Les partisans de la communion dans la bouche estiment qu'elle manifeste davantage la croyance en la présence réelle du Christ. Mais ils évoquent également des questions plus pragmatiques : limiter les risques d'effritement et de perte de parcelles d'hostie consacrée; éviter aussi que l'hostie puisse être emportée et éventuellement détournée à des fins sataniques. Plus spirituel est l'argument qui s'attache à ce rite parce qu'il conduit à ouvrir la bouche pour se laisser nourrir par Dieu comme un enfant. A l'inverse, les tenants de la communion dans la main évoquent la Cène, au cours de la quelle le Christ a rompu le pain et l'a tendu à ses disciples; ils avancent la noblesse du geste qui consiste à faire un trône de sa main, et qui est également une attitude de réception, et le caractère relativement récent de la communion sur la langue.
En 1969, l'instruction Memoriale Domini a établi que la communion dans la bouche demeurait la règle, mais que sur demandes des Conférences épiscopales, et avec les précautions de catéchisation des fidèles qui s'imposent, le Vatican pouvait accorder l'autorisation aux évêques de faire donner sur leur territoire la communion dans la main. Sur le plan juridique, la communion dans la main est donc censée être un « indult » (une exception) à la règle générale en vigueur.
Les évêques de France ont obtenu cette autorisation le 19 juin 1969, et cette façon de faire est devenue la plus courante, au point qu'elle passe pour la règle. Les fidèles qui continuent à recevoir l'hostie dans la bouche restent debout — sans être interdit, l'agenouillement reste une habitude dans les seules paroisses traditionalistes.

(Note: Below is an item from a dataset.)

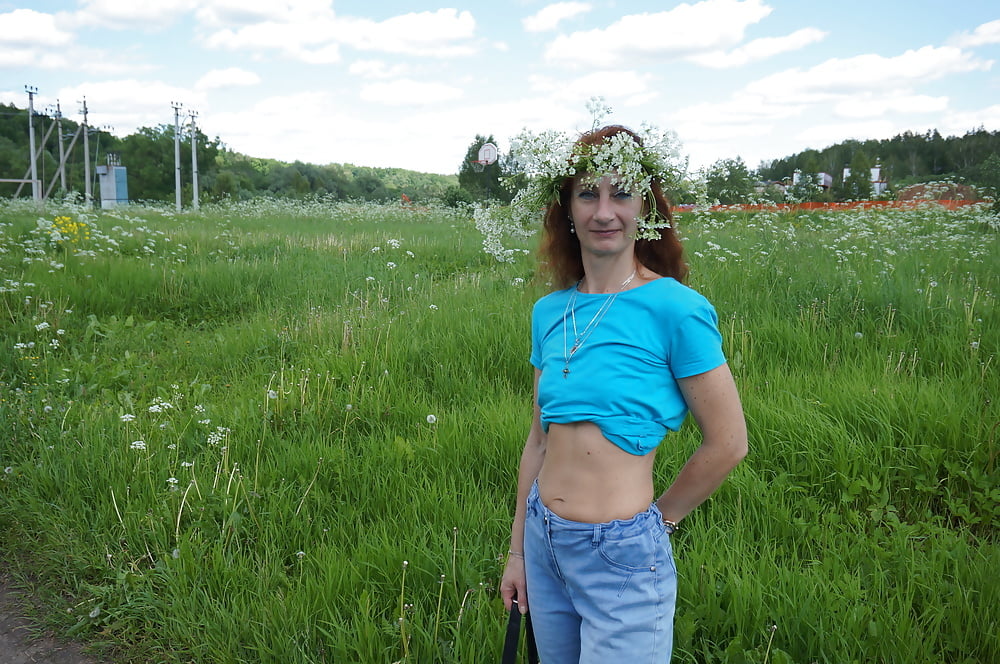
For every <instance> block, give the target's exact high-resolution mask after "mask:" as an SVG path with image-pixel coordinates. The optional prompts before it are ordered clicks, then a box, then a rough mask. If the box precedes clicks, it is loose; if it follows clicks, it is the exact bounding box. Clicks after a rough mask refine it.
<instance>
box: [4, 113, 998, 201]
mask: <svg viewBox="0 0 1000 664" xmlns="http://www.w3.org/2000/svg"><path fill="white" fill-rule="evenodd" d="M27 116H28V112H27V110H26V109H18V108H17V107H15V106H14V105H12V104H11V105H4V104H0V178H10V179H14V178H17V179H22V178H27V177H28V165H29V163H30V161H29V159H28V155H29V152H30V148H29V139H28V131H27V128H28V117H27ZM55 125H56V122H55V118H53V117H51V116H49V115H46V114H41V113H39V112H37V111H36V113H35V135H36V142H37V143H36V149H37V151H38V152H39V153H40V158H39V160H38V166H37V168H38V176H39V178H40V179H41V180H42V188H43V192H47V191H52V192H55V194H56V195H57V194H58V192H59V188H60V187H61V182H59V179H58V166H59V159H60V157H59V142H58V140H57V138H56V135H57V134H56V131H53V128H54V127H55ZM79 129H80V127H79V125H78V124H77V123H76V122H73V121H72V120H68V119H62V120H61V129H60V130H59V131H61V133H62V136H63V137H64V141H65V142H66V145H69V143H70V142H73V141H75V143H74V145H75V147H74V149H73V150H72V151H70V152H69V156H68V157H67V159H66V167H65V170H66V188H67V189H69V190H76V191H83V190H84V186H83V180H84V162H83V149H82V140H78V139H79V136H80V133H81V132H80V131H79ZM181 132H182V135H181V170H182V187H183V191H182V199H183V200H184V201H190V200H191V199H192V191H191V189H192V184H191V182H192V177H191V137H190V135H189V133H190V132H189V129H188V127H182V128H181ZM88 138H89V142H90V152H91V159H92V160H93V162H92V168H91V177H92V178H94V185H93V191H94V196H95V197H97V196H98V193H97V186H96V178H97V176H96V168H94V167H95V166H96V165H98V164H104V163H106V162H107V158H108V155H109V154H114V155H117V157H118V159H119V161H120V163H121V164H122V165H123V166H125V167H126V168H127V169H128V190H129V198H130V199H131V200H134V201H161V202H169V201H172V200H174V198H175V189H174V186H175V185H174V176H175V174H174V127H173V126H172V125H166V124H163V125H159V126H157V127H142V128H140V129H138V130H137V131H136V132H135V133H133V134H130V135H128V136H125V137H117V136H114V135H113V134H111V133H109V132H107V131H103V130H101V129H96V128H93V127H92V128H90V129H89V136H88ZM195 138H196V145H197V151H198V164H199V166H198V169H199V197H200V198H201V199H202V200H219V199H223V198H231V199H236V200H241V199H248V198H253V197H256V196H260V195H275V196H280V197H290V198H299V197H304V196H311V195H324V196H328V197H331V198H334V199H337V200H369V201H387V200H402V201H409V202H413V203H415V204H419V203H421V202H427V201H432V200H436V201H441V202H444V203H446V204H449V205H458V204H462V203H471V202H474V201H477V200H485V199H488V198H492V199H500V200H509V198H510V191H508V189H507V188H505V187H504V186H503V185H502V184H501V182H502V181H503V180H505V179H511V178H513V180H512V181H513V182H515V183H516V182H517V176H518V175H519V173H518V165H517V163H516V162H515V161H514V160H513V159H511V158H510V157H509V155H501V158H500V160H499V161H498V162H496V163H494V164H490V165H488V166H486V167H485V169H483V170H482V171H476V170H475V169H473V168H472V160H473V159H475V155H476V153H477V151H478V150H479V147H480V146H482V145H483V143H486V142H496V141H495V139H494V137H493V136H492V135H488V136H487V135H477V136H475V138H474V139H473V140H472V142H471V143H470V145H469V148H468V150H467V153H466V154H465V155H464V158H462V159H461V161H459V160H458V159H456V175H438V174H429V173H419V172H416V171H410V170H406V169H400V168H374V167H366V166H355V165H353V164H335V163H331V164H326V165H315V164H308V163H303V162H300V161H296V162H293V163H286V162H281V161H277V160H274V159H262V158H257V157H252V156H247V155H244V154H240V153H238V152H234V151H232V150H230V149H229V148H228V147H227V146H226V145H225V143H224V142H223V141H222V139H220V138H219V137H215V138H209V137H207V136H205V135H204V134H203V133H201V131H200V130H197V129H196V137H195ZM67 149H68V148H67ZM456 157H459V155H456ZM875 166H880V167H881V173H882V179H883V180H885V181H886V182H887V183H888V185H887V187H888V188H887V189H886V191H884V192H875V191H873V189H872V187H871V183H870V181H869V176H868V174H869V173H870V169H871V168H873V167H875ZM845 169H847V170H849V172H850V173H852V174H853V175H846V170H845ZM796 171H798V172H799V175H793V174H794V173H795V172H796ZM820 173H826V174H829V175H830V176H831V182H830V183H829V186H820V184H821V183H819V182H818V177H817V176H818V174H820ZM691 176H692V181H698V182H701V183H702V184H703V185H704V186H703V187H702V188H699V187H695V186H692V187H689V188H687V189H686V190H685V191H678V192H669V193H670V194H671V197H672V198H673V200H674V201H675V202H676V203H695V202H697V199H698V198H699V196H700V195H704V196H705V197H707V200H708V201H710V202H718V203H723V204H733V203H748V202H759V201H761V200H772V201H775V202H781V201H784V200H795V201H845V200H864V199H870V198H875V197H876V196H879V197H882V198H892V197H893V196H894V195H895V193H896V192H898V191H900V190H902V189H904V188H905V187H907V186H909V185H912V184H917V183H922V182H930V181H951V182H957V183H963V184H967V185H970V186H972V187H973V188H974V189H975V190H976V193H977V195H979V196H990V197H994V198H996V197H997V193H998V192H1000V131H987V130H986V129H985V128H983V127H979V128H977V129H973V130H970V131H968V132H966V133H965V134H964V135H962V136H942V135H941V134H940V133H939V132H938V131H937V130H936V129H931V130H928V131H927V132H925V133H923V134H920V133H913V132H906V133H903V134H899V135H897V136H894V137H892V138H888V139H881V140H875V139H872V140H865V141H857V140H848V141H844V142H841V143H838V144H835V145H831V146H828V147H825V148H823V149H808V150H805V151H803V152H800V153H798V154H794V155H789V156H786V157H783V158H781V159H774V160H771V161H767V162H763V163H761V164H760V165H759V166H758V168H757V169H751V168H750V167H748V166H747V165H746V164H745V163H744V162H743V160H742V159H741V158H740V157H735V158H729V159H720V160H718V161H716V162H715V163H714V164H712V165H710V166H708V167H705V168H703V169H701V170H700V171H698V172H696V173H692V174H691ZM793 180H794V181H793ZM57 184H59V186H58V187H57V186H56V185H57ZM699 191H700V192H701V193H700V194H699ZM14 195H20V196H30V195H31V191H30V187H29V186H28V185H18V184H14V183H0V196H14Z"/></svg>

En 2004, l'instruction Redemptionis Sacramentum a rappelé que quand l'on communie debout, il est recommandé qu’avant de recevoir le Sacrement on fasse « le geste de respect qui lui est dû et que la Conférence des Évêques aura établi». Il faut veiller attentivement dans ce cas à ce que l’hostie soit consommée aussitôt par le communiant devant le ministre, pour que personne ne s’éloigne avec les espèces eucharistiques dans la main.